Magadan Lenin Monument Square
The Lenin statue in Magadan, Russia. Source: Soviet Visuals / Facebook

Unwilling to live with the association or the confusing optics of a spike-headed triple-mohawk Lenin, the utility company is working to find a better solution to protect the leader of the proletariat from bird poo.

While no one asked which situation Lenin prefers; the spikes, or the droppings, the mayor of Magadan reportedly ordered the removal of Lenin's spikes.

Protecting monuments from bird poo

Of course, Lenin isn't the only political monument targeted by birds. In the U.K., an iconic Aberdeen statue that stands for a prized army regiment made Lenin's bird poo problem look like a mild case.

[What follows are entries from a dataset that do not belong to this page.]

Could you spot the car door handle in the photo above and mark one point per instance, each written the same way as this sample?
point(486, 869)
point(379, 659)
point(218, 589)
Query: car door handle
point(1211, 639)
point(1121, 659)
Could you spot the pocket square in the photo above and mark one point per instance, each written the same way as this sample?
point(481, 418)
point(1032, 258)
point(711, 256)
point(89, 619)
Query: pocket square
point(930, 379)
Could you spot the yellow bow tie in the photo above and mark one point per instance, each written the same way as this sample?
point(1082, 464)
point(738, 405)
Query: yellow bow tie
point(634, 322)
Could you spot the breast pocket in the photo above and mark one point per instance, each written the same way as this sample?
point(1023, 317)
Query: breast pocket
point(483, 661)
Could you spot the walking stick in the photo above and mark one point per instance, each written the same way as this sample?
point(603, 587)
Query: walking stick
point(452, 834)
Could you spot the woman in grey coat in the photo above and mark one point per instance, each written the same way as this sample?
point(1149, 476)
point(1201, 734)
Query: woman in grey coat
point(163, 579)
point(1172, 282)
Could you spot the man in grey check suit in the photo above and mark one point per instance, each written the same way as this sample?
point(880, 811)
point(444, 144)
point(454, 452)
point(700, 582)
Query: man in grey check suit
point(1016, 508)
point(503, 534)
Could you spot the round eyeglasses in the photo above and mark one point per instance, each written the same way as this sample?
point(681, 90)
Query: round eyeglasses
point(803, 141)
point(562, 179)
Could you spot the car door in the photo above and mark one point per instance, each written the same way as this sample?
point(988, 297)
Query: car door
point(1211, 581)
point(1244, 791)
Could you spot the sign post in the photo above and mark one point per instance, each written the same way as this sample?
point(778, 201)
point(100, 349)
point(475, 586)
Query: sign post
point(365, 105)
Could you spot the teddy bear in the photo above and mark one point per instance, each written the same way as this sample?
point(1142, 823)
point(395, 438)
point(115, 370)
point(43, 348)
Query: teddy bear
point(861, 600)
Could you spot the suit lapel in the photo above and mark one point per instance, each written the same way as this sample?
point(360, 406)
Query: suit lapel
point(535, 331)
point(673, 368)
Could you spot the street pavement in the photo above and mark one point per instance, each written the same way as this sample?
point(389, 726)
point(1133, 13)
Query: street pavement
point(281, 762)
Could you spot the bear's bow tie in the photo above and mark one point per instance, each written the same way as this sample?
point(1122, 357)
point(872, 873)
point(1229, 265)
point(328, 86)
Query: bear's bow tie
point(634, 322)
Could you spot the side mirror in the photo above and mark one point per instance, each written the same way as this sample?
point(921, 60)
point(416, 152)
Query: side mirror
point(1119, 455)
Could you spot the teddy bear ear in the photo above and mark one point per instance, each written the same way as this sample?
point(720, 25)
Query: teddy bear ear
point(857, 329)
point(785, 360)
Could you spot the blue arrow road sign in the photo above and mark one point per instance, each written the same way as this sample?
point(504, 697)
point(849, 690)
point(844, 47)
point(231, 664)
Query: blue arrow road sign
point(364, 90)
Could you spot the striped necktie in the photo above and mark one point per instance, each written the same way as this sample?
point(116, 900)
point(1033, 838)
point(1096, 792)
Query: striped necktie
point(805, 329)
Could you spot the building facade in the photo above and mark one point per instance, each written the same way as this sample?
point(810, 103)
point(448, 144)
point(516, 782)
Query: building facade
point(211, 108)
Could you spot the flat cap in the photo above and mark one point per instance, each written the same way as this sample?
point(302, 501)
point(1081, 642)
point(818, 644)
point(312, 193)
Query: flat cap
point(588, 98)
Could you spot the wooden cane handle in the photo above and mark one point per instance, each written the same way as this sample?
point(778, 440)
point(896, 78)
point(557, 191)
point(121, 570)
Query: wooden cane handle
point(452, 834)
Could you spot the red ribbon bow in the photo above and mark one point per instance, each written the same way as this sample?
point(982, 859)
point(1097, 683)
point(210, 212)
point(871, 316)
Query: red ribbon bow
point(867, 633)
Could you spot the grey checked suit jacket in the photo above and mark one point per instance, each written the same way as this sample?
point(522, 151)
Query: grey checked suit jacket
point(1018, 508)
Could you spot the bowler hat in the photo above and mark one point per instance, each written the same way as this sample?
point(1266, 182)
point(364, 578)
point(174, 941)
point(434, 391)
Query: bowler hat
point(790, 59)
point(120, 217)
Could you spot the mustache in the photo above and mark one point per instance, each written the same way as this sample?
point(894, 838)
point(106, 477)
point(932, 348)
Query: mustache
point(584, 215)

Unveiled in 2011, the Gordon Highlanders monument had a serious problem with birds — so bad that it was decided that it would be covered in a new "bird-free" gel to discourage gulls from smothering it in fresh droppings.

A local resident named Neil Ross expressed his annoyance at the statue's state in 2018: "Every day I walk past the bottom of Union Street and think about the fact we hold marches across the country on Remembrance Sunday to honour the dead — Aberdeen has this monument covered in bird poo with numerous tourists taking pictures of it," he said, reports Press and Journal. "It's not great advertising for Aberdeen."

Whether advertising for a local community and its businesses or signifying Russia's former Soviet glory, clearly statues have a bird poo problem. The only helpful question seems to be: which is best? Spikes, gel, or smothered in bird poo?